Forget about lag. Using raw success to measure skill is an inherently flawed method in any system where you can voluntarily choose your opponents because you don’t have to be as successful as you are skilled to win a lot of matches. A somewhat skilled player who plays entirely unskilled players can have a much more favorable win/loss ratio than an expert who only plays other experts. Elo type systems is a bit better than raw win/loss but even then, you can just get lucky enough to achieve a really high score and subsequently game the scoring system in a similar fashion. Success doesn’t mean anything in regards to ultimate skill; only relative skill between two players.
The best way to truly measure skill using success is to have a setting where players can’t choose their opponents or when to play. This sort of gauntlet exposes them to a wide variety of strategies being executed by people of various skill levels, giving their success some degree of meaning. Few, if any online games chain you down in this fashion for the sake of allowing social interaction and to prevent what’s supposed to be an entertaining game from becoming a tedious chore.

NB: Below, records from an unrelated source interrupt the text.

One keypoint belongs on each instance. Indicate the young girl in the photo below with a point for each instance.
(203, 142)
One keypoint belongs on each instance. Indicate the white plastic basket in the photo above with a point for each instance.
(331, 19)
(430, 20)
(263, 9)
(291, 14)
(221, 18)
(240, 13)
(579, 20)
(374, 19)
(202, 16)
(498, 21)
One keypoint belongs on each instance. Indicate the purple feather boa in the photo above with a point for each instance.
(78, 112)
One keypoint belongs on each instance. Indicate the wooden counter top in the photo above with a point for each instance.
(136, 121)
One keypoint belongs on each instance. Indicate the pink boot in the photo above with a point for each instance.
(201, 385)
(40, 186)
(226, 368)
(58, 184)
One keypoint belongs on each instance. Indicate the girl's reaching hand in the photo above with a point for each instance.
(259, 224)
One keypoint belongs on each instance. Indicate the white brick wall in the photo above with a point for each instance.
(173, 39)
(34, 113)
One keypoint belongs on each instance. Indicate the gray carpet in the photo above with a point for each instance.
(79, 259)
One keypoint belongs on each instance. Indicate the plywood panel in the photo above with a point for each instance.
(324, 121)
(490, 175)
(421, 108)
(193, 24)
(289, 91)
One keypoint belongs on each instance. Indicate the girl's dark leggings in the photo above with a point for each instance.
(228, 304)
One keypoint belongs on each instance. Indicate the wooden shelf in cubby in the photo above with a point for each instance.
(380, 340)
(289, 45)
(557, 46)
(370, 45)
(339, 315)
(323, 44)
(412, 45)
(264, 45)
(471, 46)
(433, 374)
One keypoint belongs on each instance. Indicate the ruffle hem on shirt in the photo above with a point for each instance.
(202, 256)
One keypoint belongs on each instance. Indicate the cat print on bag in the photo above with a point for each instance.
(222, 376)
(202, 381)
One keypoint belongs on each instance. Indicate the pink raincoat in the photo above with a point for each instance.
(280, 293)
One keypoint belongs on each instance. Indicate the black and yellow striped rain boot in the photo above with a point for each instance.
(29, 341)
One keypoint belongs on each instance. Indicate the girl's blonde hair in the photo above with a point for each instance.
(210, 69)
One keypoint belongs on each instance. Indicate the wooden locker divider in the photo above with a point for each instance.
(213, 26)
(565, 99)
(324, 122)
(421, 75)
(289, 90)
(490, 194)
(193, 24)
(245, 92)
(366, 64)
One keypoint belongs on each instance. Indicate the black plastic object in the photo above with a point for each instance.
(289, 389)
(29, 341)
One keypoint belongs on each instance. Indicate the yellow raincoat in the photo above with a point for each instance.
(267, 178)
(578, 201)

Even if they did, it’s highly possible that there’s a sort of ‘rock’ ‘paper’ ‘scissors’ effect could taint the results in the outcome of matches. A group of roughly equally skilled players are more likely to beat some of their peers than others, due to how the differences in how their play styles interact.
Peer review also works to some extent as players they can recognize what’s constitutes good strategy and solid execution and what doesn’t. However not to the same degree of effectiveness as you need to be sure they’re equivalent or better than the people playing, as better gameplay logistics will be beyond the scope of a lesser skilled player’s ability to judge.
I’m not saying that you can’t grow very skilled by just playing other people online, just that success in and of itself isn’t a wholly indicative factor . Even if we had lagless games allowing the full game to be exhibited in its intended fashion, any single method used to keep score is purely suggestive.